Finalisation of the PCR proposal

The PCR moderator is responsible for the finalisation of the PCR proposal taken into due consideration to the comments received during the open consultation procedure. A draft report shall be prepared including a short description of the open consultation process carried out, the parties participating in the consultation, the main comments received and how these have been handled. In case certain comments not have been considered, this has to be justified.

The PCR moderator shall inform about the finalisation of the PCR proposal via the Global PCR Forum and send the proposal and the associated PCR draft report to the IEC Secretariat for review by the PCR review panel (see below).

The PCR review procedure

The PCR review procedure is carried out by a panel to the international EPD®system called the Technical Committee (TC). The TC consists of selected persons konwledgeable in the field of LCA/PCR/EPD and working both in official organisations, companies and research organisations.

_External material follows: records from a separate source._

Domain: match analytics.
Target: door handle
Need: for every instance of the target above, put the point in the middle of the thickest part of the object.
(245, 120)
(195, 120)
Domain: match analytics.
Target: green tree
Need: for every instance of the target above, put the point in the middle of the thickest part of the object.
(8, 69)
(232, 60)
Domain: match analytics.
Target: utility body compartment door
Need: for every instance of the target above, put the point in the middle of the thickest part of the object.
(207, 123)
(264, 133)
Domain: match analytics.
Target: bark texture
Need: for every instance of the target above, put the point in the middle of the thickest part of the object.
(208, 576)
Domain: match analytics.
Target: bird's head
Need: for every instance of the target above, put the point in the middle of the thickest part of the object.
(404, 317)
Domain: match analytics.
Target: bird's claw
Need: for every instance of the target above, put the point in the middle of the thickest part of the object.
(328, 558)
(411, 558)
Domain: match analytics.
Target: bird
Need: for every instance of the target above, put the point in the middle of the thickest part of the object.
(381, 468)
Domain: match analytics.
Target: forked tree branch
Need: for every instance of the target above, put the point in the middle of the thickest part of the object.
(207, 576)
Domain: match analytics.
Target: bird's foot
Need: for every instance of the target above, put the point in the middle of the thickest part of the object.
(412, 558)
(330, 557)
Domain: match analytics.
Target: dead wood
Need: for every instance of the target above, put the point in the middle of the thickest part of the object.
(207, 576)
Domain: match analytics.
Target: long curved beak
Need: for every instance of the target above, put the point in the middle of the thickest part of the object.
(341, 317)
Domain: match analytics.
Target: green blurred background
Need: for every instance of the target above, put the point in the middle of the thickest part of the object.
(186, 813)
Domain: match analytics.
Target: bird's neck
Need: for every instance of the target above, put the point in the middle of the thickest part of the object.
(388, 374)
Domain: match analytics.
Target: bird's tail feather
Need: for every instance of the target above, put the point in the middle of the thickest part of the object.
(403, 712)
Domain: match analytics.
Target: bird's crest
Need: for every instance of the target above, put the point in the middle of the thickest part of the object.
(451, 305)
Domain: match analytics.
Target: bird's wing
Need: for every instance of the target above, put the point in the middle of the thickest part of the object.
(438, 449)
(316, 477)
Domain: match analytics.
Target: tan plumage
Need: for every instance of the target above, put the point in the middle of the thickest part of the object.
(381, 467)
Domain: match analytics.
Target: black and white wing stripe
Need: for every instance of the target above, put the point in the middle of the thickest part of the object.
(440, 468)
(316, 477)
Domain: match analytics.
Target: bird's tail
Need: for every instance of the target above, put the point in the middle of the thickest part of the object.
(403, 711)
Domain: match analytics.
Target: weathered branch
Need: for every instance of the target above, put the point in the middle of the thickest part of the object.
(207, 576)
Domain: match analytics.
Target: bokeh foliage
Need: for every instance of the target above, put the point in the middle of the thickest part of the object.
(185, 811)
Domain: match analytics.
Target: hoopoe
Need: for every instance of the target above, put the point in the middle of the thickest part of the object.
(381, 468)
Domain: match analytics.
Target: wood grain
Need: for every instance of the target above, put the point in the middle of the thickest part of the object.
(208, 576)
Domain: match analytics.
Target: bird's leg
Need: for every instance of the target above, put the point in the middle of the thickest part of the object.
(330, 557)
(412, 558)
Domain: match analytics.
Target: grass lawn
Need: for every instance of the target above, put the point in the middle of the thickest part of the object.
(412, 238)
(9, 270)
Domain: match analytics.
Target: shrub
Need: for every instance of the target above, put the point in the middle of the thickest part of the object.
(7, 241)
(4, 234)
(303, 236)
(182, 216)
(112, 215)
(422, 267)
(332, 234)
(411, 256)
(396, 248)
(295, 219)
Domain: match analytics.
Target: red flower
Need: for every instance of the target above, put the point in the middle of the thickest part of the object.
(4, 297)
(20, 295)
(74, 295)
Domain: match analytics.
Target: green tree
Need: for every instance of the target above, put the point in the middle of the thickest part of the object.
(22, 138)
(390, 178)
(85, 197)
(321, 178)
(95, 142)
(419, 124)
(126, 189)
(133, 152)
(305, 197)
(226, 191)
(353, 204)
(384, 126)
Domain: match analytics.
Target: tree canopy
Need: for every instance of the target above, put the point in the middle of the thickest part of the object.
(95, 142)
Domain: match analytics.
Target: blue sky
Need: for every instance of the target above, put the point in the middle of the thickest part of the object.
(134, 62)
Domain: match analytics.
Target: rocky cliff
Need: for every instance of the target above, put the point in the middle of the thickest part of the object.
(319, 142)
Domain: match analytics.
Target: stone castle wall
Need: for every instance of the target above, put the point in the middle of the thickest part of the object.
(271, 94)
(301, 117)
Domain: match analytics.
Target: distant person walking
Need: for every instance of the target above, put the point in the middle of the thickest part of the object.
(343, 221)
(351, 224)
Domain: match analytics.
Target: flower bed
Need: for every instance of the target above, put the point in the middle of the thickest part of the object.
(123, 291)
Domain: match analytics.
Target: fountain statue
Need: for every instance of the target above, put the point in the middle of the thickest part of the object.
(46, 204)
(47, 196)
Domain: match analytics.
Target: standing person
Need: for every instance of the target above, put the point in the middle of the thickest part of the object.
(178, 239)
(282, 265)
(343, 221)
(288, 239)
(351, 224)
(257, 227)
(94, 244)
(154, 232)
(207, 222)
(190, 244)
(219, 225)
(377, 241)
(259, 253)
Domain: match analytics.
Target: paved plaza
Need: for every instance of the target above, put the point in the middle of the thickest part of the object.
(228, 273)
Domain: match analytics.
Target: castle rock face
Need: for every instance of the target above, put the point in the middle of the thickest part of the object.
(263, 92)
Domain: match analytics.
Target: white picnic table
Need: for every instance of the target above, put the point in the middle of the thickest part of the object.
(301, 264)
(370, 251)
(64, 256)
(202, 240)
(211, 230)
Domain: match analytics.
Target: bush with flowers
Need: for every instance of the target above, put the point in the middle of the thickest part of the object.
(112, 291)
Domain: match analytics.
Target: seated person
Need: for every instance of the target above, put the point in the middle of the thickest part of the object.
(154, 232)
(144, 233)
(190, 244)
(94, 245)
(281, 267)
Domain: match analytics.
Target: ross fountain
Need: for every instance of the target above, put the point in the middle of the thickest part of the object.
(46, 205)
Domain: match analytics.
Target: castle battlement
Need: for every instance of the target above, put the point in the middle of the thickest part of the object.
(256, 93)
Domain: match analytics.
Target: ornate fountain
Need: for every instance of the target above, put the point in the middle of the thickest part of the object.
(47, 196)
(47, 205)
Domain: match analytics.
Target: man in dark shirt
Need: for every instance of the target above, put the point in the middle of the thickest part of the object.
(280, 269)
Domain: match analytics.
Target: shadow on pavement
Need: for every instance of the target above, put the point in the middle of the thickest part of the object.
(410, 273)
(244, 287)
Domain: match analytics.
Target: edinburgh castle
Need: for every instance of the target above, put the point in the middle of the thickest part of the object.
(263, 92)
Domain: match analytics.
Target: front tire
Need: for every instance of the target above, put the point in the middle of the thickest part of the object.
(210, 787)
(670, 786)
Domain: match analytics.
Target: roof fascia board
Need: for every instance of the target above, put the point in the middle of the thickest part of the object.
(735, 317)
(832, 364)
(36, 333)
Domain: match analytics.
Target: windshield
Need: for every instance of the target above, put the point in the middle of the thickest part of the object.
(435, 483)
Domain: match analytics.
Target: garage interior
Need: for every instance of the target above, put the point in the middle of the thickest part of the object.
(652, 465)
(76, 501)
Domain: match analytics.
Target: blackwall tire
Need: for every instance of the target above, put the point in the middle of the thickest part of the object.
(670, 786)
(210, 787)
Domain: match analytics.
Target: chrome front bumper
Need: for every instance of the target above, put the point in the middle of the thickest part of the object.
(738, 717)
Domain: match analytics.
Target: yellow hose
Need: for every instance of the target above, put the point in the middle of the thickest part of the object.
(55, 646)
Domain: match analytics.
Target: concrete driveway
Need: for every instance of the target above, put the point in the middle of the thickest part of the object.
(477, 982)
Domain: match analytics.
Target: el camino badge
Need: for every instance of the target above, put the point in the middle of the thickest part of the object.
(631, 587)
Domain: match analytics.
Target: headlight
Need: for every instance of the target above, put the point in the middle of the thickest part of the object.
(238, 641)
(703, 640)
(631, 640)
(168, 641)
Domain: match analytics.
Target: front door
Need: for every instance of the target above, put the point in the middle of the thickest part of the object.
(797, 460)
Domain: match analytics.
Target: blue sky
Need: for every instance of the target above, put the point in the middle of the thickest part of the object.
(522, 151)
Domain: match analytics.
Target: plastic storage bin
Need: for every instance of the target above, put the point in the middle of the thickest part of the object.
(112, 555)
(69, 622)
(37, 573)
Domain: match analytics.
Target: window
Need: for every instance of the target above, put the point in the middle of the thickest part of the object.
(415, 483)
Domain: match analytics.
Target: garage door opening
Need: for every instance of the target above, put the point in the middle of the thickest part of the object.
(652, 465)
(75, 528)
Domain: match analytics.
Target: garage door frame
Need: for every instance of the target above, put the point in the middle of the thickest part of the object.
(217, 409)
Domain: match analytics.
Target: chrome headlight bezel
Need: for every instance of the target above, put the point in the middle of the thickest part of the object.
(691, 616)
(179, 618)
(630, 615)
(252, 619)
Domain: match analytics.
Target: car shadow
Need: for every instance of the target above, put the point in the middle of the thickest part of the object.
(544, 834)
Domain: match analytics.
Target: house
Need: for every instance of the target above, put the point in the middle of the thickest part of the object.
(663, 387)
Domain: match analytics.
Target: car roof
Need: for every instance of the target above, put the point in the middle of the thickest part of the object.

The review procedure can either lead to:

• the full acceptance of the PCR proposal
• the acceptance of the PCR proposal with comments to be fulfilled
• the need for further clarification and amendments required by the TC

In case the TC gives comments on PCR proposals, it is the responsibilty of the Secretariat to follow up that these comments are considered in the preparation of the final version of the PCR document. In case the TC needs furher clarifications or amendments to the text, the PCR moderator is responsible for providing the TC with a new modified version for the PCR document.

Disclosing open information about the approval of the PCR

As soon as the PCR document is approved, it is published the on this EPD website with associated information presented in the PCR Data Sheet including general information about the scope of the PCR, registration identity, PCR moderator, participating partners in the preparatory work etc. together with the possibilty to directly comment on the document via the PCR Forum.

Setting the validity of PCR documents

The validity of PCR documents in the international EPD®system is usually specified for a pre-determined period of time from the date of the approval. The approval date is specified in the PCR Data Sheet. It is important that a PCR document has a validity time with a reasonable sufficient length to safeguard market stability. It is also important for the identification of EPDs that the associated PCR document is referenced in the EPD.